We live in the age of digital media and we practice what we preach. How long can you stay without looking at your phone? And how many times do you take a peek when you’re with your baby?
Children mimic adults in every way, especially their primary caregivers, most often mothers. You may find some children always on the phone, looking for something, while some others don’t care if it’s around them. It’s all because we do the same thing. Adults are like mirrors for children. They will replicate every good or bad habit we have. Let’s make it an intentional effort to keep the phone down and focus on the happiness and positivity around us.
Living in a joint family has its own added benefits and discomfort, one of them being screentime. It’s difficult for grandparents to run around and engage the kids in active play considering their age. What’s the easiest thing to do to make the children sit with them and give them screentime. We as parents should explain to them the reasons why screentime is bad for them. Sometimes it might work and they wouldn’t do it but sometimes explaining doesn’t help as well.

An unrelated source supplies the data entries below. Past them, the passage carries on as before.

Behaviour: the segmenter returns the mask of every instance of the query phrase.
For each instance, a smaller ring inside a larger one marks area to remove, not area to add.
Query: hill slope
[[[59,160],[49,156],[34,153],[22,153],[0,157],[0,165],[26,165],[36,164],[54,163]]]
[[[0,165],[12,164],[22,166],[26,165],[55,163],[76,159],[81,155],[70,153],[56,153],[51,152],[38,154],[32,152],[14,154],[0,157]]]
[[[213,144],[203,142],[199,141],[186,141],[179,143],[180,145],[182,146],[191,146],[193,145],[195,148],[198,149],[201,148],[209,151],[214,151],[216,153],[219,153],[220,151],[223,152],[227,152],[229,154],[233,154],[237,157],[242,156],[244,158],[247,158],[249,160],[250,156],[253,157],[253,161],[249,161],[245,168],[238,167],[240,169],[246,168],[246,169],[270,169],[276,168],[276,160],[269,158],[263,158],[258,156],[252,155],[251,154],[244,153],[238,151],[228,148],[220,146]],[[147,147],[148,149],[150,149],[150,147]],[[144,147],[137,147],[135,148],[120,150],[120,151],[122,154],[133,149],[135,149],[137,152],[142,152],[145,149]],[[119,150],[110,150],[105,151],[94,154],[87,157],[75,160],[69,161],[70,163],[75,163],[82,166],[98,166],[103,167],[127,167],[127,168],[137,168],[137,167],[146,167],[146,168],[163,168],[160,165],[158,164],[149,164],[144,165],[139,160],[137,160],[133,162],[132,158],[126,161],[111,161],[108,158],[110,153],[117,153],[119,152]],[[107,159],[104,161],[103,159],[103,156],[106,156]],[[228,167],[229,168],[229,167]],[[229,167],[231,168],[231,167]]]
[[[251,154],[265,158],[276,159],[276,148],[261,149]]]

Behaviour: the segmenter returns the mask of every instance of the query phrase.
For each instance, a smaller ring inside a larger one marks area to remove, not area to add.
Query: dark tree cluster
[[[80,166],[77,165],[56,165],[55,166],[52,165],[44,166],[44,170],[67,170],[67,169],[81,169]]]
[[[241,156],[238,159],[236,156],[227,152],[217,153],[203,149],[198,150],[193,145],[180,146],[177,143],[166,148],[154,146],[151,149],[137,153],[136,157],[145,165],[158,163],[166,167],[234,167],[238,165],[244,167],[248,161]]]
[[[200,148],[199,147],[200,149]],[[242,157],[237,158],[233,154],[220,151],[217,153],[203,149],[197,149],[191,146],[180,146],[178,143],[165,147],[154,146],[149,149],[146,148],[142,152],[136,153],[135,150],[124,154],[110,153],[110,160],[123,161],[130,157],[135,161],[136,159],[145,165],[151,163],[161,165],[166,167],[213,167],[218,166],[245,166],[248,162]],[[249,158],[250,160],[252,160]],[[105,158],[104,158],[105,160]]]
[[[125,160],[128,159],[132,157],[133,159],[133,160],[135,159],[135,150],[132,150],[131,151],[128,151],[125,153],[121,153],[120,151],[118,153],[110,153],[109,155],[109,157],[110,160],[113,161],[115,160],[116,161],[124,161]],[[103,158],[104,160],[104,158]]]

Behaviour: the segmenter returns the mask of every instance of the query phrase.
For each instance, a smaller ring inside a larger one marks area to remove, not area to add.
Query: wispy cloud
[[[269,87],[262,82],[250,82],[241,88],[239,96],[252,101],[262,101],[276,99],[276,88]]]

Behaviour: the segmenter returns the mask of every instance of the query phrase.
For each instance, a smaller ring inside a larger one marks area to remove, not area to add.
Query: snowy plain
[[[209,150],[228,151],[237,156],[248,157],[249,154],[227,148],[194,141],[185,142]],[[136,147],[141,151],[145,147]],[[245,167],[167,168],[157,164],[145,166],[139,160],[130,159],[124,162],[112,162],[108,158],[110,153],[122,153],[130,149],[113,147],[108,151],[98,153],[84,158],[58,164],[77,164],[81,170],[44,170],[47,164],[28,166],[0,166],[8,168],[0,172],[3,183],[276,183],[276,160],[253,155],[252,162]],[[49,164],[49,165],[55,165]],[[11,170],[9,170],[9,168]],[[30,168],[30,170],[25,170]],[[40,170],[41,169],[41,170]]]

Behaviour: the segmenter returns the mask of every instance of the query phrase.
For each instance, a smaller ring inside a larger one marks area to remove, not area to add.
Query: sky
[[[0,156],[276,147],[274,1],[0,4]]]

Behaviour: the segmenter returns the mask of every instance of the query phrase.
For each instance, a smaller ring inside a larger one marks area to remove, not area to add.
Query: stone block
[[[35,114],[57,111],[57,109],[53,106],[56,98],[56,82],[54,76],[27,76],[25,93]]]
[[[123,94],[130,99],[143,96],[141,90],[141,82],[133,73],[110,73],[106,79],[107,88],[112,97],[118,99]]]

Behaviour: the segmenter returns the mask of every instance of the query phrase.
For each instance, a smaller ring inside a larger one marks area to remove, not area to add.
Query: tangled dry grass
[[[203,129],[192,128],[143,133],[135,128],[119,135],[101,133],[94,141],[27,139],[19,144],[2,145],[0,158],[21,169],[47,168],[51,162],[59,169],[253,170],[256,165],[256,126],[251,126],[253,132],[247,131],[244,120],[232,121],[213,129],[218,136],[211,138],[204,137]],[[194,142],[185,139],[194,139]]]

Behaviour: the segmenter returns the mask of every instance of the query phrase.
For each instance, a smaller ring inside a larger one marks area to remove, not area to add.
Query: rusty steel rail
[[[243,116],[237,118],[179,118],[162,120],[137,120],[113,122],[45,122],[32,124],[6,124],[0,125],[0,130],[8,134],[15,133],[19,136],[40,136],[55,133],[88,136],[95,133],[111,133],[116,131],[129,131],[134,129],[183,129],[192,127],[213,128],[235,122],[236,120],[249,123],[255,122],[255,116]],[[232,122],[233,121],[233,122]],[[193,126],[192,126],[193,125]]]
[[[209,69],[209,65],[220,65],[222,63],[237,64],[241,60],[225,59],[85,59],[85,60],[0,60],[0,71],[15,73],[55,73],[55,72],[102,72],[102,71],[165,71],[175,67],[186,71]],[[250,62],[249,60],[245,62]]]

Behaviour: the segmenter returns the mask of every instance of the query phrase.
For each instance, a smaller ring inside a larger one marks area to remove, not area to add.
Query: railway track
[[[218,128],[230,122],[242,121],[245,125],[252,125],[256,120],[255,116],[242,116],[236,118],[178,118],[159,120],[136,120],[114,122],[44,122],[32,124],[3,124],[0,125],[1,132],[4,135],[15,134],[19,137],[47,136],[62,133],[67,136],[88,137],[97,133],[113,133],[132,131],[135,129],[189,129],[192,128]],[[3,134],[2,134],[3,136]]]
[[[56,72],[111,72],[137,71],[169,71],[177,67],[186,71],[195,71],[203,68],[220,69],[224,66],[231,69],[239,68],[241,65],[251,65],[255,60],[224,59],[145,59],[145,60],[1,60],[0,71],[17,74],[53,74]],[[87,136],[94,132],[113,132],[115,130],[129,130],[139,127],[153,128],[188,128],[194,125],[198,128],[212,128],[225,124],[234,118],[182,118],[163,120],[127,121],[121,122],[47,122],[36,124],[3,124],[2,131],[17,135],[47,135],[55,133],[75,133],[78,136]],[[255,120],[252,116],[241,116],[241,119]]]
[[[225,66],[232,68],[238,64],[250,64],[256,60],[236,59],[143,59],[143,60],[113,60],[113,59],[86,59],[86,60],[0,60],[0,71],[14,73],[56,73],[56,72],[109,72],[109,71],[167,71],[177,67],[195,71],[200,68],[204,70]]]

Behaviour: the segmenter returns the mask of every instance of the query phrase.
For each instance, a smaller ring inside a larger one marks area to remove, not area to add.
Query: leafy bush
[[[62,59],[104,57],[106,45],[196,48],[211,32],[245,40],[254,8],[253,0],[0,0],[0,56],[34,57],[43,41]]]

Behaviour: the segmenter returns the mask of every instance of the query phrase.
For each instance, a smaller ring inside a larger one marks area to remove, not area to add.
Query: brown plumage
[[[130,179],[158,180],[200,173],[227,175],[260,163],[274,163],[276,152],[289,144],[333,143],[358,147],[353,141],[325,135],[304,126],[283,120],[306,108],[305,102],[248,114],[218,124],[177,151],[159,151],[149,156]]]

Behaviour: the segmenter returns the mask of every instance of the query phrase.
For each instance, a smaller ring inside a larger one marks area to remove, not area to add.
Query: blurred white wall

I live in a joint family of 14 people and my children don’t get more than half an hour of screen time in a day and sometimes not even that much.
How do I do it?
When grandfather comes back from work, I have a play set up done in their room so they can play together. Think of what your child likes the most, and keep those things in the grandparents’ room and let them play. If your child likes water, let them do some sink play, if your child likes cutting things, give them some old newspapers and magazines to cut. And if nothing works out, go to their room and distract them from screentime by offering them something more lucrative than that. Maybe a walk or a drive outside the house. It’s really easy to distract children and I do it even for my 5-year-old. Screentime is a habit, when you get rid of it slowly it seems impossible but with some effort, your time can result in something more productive. And when it does happen your child won’t ask for it themselves.